This type of commercial practice is regulated by the European Union in order to protect the consumer from being surprised and/or pressured into making a decision by the seller.
Under the notion of off-premises purchase, European legislation covers contracts that you conclude in the physical presence of the seller in a place that is not his business premises, in the seller's shop or at a distance (by internet or telephone) after having been personally and individually solicited in a place that is not his business premises; during an excursion organised by the seller to promote his products or services.
Doorstep selling involves a professional going to a consumer's home to offer the sale of goods or the provision of services.
Long prohibited on Luxembourg´s territory by the law of 16 July 1987, this commercial practice has been permitted since 26 April 2014. However, consumers can indicate their refusal to be solicited at home by placing a refusal sticker on their front door.
In the event of the conclusion of a contract during a doorstep sale, the consumer benefits in principle from a withdrawal period of 14 calendar days as from :
- the conclusion of the contract for contracts for the provision of services
- the delivery of the goods for purchases of goods
There is one exception where the consumer loses the right of withdrawal:
When the service has been fully performed after the consumer has given his prior consent and has acknowledged that he loses his right of withdrawal. However, if the trader does not inform the consumer about the right of withdrawal and does not provide him with a special withdrawal form, the withdrawal period is extended by one year.
If the consumer who let the trader in finally asks him to leave but the trader refuses and makes him sign a contract or if the trader does not respect the sticker at the entrance and a contract is signed by the consumer anyway, the consumer will have the right to claim in court the nullity of the signed contract and equally claim the return of the money paid. It is then not necessary to invoke this nullity within 14 days. In practice, however, it will be very difficult to prove the actions of the trader and thus to invoke the nullity of the contract after the withdrawal period.
Moreover, before signing the contract, the consumer must receive, among other things, information concerning
- the main characteristics of the good or service
- the total price
- the identity of the trader, his address, telephone number and email address, if available, so that the consumer can contact him quickly; the identity of the trader for whom the person ringing the doorbell is acting-
- the date of delivery of the goods or performance of the service; the transport costs
- the right of withdrawal and a special withdrawal form.

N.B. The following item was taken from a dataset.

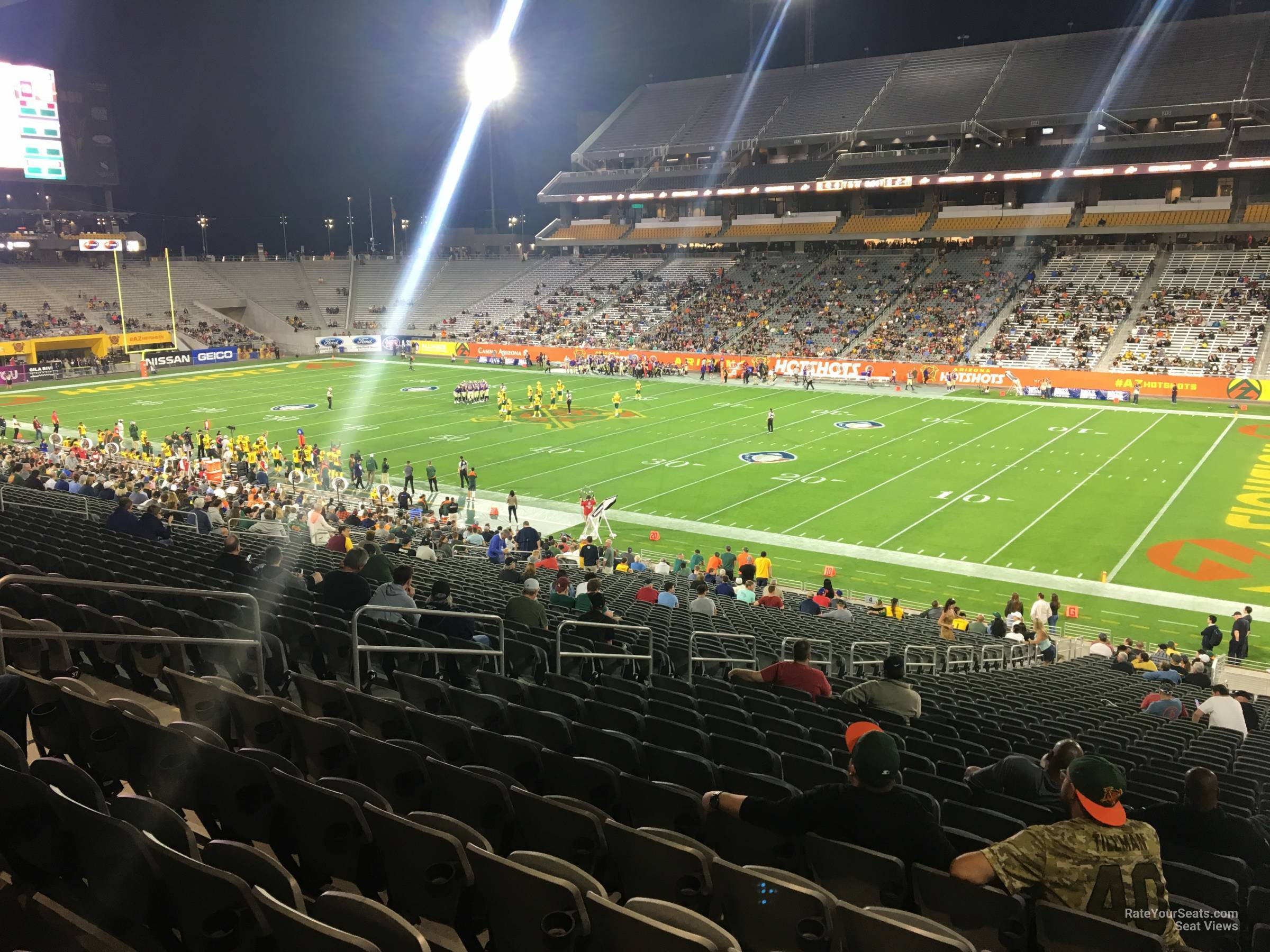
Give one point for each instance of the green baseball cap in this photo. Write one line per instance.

If the consumer does not receive these and if the judge considers them essential, the consumer can request the nullity of the contract.

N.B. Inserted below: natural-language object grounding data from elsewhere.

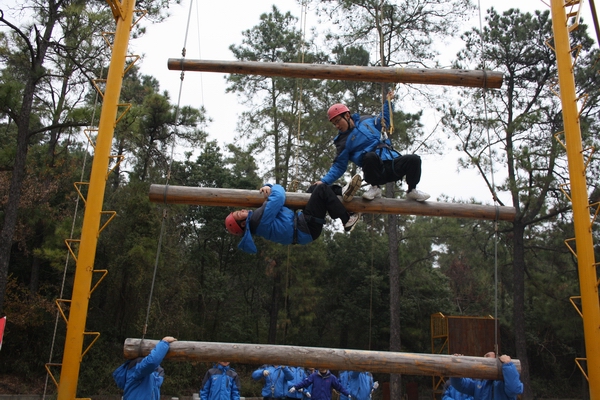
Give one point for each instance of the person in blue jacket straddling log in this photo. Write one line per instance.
(360, 140)
(277, 223)
(506, 388)
(220, 383)
(276, 380)
(322, 381)
(141, 378)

To summarise, in the case of doorstep selling :
- 14-day withdrawal period-
- Except for fully performed service-
- Nullity of the contract can be invoked in case of insufficient pre-contractual information or in case of unfair behaviour of the trader, subject to proof
In Luxembourg, sales by phone are authorized, under the condition that you have agreed to the solicitation beforehand . At the beginning of the conversion, the seller shall inform you about the commercial nature of his call.
The seller shall confirm his offer submitted to you by telephone by sending a written confirmation. No legal obligation exists before you expressively (for instance in writing) accepted this written offer.
How to deal with unsolicited calls?
Following the current legislation, you have several alternatives to end unwanted sales calls. Unfortunately, none can guarantee your peace.
Under Luxembourgish positive law, repeated and untimely calls are banned. Do not hesitate to threaten to complain to the police if you feel disturbed by the calls of a prospecting company. Complain to the police if the company continues to call you. To do this effectively, you should get the maximum amount of information possible on the identity of the company and their telephone number.
Luxembourgish law allows you to refuse the processing of your data by the company. So be sure to ask for the exact address of the company to require, by registered mail with return receipt, the deletion of your personal data in the business’ database.
Finally, you should hang up if the caller does not seem to take your claims seriously!